The Black River Tribune was a weekly newspaper founded in 1976 and covered the areas of Springfield, Ludlow, Cavendish, Plymouth, Andover, and Mount Holly, Vermont. The paper stopped publishing in 2009.

== History ==
The Black River Tribune was co-founded and first edited by William Hunter and Leigh Tofferi. Hunter was a student at Yale who was also serving his second term in the Vermont Legislature. Hunter learned that year that he received a Rhodes Scholarship.
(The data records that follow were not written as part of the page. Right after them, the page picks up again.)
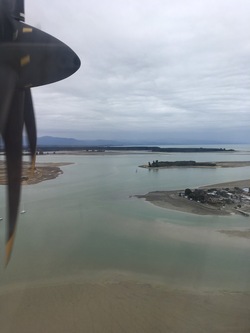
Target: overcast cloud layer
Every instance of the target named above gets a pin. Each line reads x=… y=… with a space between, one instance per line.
x=154 y=70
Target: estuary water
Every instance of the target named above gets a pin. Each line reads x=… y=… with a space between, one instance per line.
x=86 y=221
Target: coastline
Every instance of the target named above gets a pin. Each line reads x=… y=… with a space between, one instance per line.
x=171 y=200
x=121 y=303
x=42 y=172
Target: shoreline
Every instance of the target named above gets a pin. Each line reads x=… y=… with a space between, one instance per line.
x=172 y=200
x=42 y=172
x=121 y=303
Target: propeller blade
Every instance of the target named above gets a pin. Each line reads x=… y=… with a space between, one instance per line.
x=8 y=81
x=30 y=125
x=8 y=26
x=13 y=146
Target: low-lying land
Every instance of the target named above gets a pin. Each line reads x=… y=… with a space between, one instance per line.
x=193 y=164
x=219 y=199
x=42 y=172
x=125 y=306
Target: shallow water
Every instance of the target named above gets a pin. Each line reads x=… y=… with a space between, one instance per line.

Future Governor of Connecticut Ned Lamont, a friend of Hunter's, became editor of the paper in 1977, soon after the paper began and ran the paper when Hunter left on his Rhodes Scholarship. Lamont was grandson of Thomas W. Lamont, who was the partner of financier J.P. Morgan. Lamont later ran for governor of Connecticut in 2010. The early-days Black River Tribune staff included a number of budding journalists such as Jane Mayer, Alex Beam, and Nelson Graves.

Hunter and Tofferi put the paper up for sale in 1981 so that Hunter could attend Harvard Law School and Tofferi could focus on being a Vermont legislator.

Hunter, serving in the Vermont Legislature in 1986 helped pen a libel law that would allow someone sued for libel to recoup legal expenses if the suit is deemed as frivolous. The goal, Hunter noted, was to reduce the number of harmful libel suits aimed at small local newspapers.

Will Hunter was later embroiled in several legal and criminal cases.

John Royston Coleman ran the paper for a decade. During that time, he officiated some of the first gay marriages in the country.

== Notable coverage ==
Early in the paper's history, it received national attention for its reporting on a resident in nearby Cavendish, Vermont, Alexander Solzhenitsyn.